I want to return to Portsmouth as the setting to explore another important development that we have witnessed since 2001, as the last ten years have also served to reinforce and intensify other worrying trends that have taken hold in the UK. For a long time, Portsmouth’s main BME (black and minority ethnic) group had been a small Bangladeshi community. However, like many other small and medium-sized cities and towns across the UK, Portsmouth has quite recently experienced a fairly rapid demographic change marked by an influx of new, non-white faces to the city. While I welcomed these developments, as the immigrants settled in so did a more virulent strain of racism. After 2001 it is no longer just taunts such as “Paki” that ethnic minority individuals have to contend with. Today, it is more likely that a brown individual (Muslim or otherwise) will be called “terrorist” or “Osama”. A friend of mine even remarked that he had been called “Afghan boy” as he was on his way to work – a clear illustration of the link between the so-called “war on terror” “out there” and what was happening “back here” in the UK.
Supported by a public environment increasingly hostile towards Muslims, and a media and political establishment that condones and in parts even fosters such attitudes, the racists had learned a new lexicon and a new way of expressing their hatred, their anxieties and their insecurities, in a way that did not arouse so much popular ire. Upon hearing that a couple of teenagers had sniggered and maliciously whispered the word “terrorist” to my mother as she passed by them in the supermarket. I did not know whether to laugh or rise up in rage as my mother, a docile smiling woman, barely an inch over five feet, relayed the story to me.
This change in tack since 9/11 is very much exemplified by the remarkable rise of the English Defence League, which champions a largely anti-Islamic rhetoric. Although small in number, there is no doubt that the EDL punches above its weight, and part of that is due to its adoption and narrow focus on Islamophobia – despite members’ past links with a wider neo-Nazism. This suggests that the group’s anti-Muslim platform is partly motivated by pragmatism and a desire to play it tactically, since a group which today espoused anti-Semitic or anti-Irish views for example, would be unlikely to garner much support.

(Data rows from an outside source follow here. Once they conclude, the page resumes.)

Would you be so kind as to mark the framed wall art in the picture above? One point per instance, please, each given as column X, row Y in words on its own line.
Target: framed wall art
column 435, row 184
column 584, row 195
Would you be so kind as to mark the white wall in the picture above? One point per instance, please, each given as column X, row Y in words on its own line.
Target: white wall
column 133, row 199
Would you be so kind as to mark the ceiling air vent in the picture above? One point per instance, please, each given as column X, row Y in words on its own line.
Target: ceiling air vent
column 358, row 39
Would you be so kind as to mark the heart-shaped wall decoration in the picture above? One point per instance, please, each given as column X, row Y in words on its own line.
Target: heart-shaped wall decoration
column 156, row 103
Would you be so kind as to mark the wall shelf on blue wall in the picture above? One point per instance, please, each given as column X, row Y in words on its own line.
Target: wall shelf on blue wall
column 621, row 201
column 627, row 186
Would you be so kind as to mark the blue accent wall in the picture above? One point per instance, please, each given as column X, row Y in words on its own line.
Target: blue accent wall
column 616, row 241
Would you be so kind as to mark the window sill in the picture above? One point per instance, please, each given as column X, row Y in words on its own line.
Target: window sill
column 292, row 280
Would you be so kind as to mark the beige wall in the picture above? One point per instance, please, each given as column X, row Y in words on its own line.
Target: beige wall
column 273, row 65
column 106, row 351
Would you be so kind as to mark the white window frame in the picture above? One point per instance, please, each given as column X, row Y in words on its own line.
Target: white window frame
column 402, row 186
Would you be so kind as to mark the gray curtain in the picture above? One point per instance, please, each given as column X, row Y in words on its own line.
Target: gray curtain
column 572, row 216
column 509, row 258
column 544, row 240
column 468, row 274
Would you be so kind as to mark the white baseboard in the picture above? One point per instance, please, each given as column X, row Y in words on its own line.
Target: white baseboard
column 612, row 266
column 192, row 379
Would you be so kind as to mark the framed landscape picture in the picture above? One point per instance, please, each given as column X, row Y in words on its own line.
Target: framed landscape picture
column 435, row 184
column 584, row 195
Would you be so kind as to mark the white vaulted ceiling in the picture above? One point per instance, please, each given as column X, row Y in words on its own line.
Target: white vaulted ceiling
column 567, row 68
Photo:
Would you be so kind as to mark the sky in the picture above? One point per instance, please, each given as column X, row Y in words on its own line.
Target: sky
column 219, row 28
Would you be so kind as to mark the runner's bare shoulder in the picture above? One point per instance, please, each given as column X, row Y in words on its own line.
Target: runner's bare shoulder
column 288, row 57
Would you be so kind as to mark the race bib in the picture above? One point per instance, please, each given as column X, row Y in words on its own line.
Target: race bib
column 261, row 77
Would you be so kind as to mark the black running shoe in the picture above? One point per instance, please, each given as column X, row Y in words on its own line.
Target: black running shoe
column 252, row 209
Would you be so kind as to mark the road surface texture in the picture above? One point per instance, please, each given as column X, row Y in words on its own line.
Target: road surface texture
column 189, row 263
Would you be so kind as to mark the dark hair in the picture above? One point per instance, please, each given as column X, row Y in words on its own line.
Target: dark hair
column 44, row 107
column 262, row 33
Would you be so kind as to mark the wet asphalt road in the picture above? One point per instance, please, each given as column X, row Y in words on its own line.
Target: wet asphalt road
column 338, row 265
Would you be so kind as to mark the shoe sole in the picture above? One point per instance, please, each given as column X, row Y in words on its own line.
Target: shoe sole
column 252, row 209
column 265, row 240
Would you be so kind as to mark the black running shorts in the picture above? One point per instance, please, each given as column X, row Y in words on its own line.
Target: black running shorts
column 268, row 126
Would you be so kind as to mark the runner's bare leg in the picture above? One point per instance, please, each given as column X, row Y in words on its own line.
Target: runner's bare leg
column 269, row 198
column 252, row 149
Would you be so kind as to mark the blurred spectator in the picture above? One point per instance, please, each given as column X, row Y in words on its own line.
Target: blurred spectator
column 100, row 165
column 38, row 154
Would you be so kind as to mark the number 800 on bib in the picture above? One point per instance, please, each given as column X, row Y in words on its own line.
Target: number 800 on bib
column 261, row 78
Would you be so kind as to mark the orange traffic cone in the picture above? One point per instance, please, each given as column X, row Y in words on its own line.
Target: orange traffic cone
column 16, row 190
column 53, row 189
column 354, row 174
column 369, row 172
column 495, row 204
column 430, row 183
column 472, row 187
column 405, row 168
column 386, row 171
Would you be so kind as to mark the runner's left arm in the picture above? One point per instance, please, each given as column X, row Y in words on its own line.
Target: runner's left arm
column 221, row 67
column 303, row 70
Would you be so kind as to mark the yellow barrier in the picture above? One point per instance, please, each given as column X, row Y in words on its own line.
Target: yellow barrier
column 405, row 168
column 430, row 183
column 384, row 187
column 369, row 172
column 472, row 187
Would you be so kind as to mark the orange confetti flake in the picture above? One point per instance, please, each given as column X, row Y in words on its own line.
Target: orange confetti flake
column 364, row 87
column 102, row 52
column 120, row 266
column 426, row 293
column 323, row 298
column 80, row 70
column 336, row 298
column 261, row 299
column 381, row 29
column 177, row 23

Of course 9/11 has spawned different anti-Islamic reactions, many of which are rooted in a very specific Islamophobia; fear and intolerance of Muslims because of their religion. However, for many EDL supporters (whose roots lie in hooliganism, fascism and wanton violence) and those teenagers that my mother encountered in the supermarket, the post-9/11 environment in which it became okay to publicly espouse anti-Muslim views gave renewed life among some segments of British society to what is a more general aversion to difference, rooted in anxiety, xenophobia, and a deep-seated hostility to immigrants.
Anniversaries are opportunities to reflect, and as we look back on the decade that has passed there is a feeling even among certain politicians and leaders that the “war on terror” was a flawed diversion and that the twenty-first century will come to be seen through more than just a counter-terrorist lens. Yet, while policy makers might have quietly realised their mistaken approach and sheepishly tiptoed away from the policies of George W. Bush, the accompanying environment of mistrust and fear towards Muslims that has been allowed to flourish cannot simply be re-written with a new stroke of the foreign policy pen.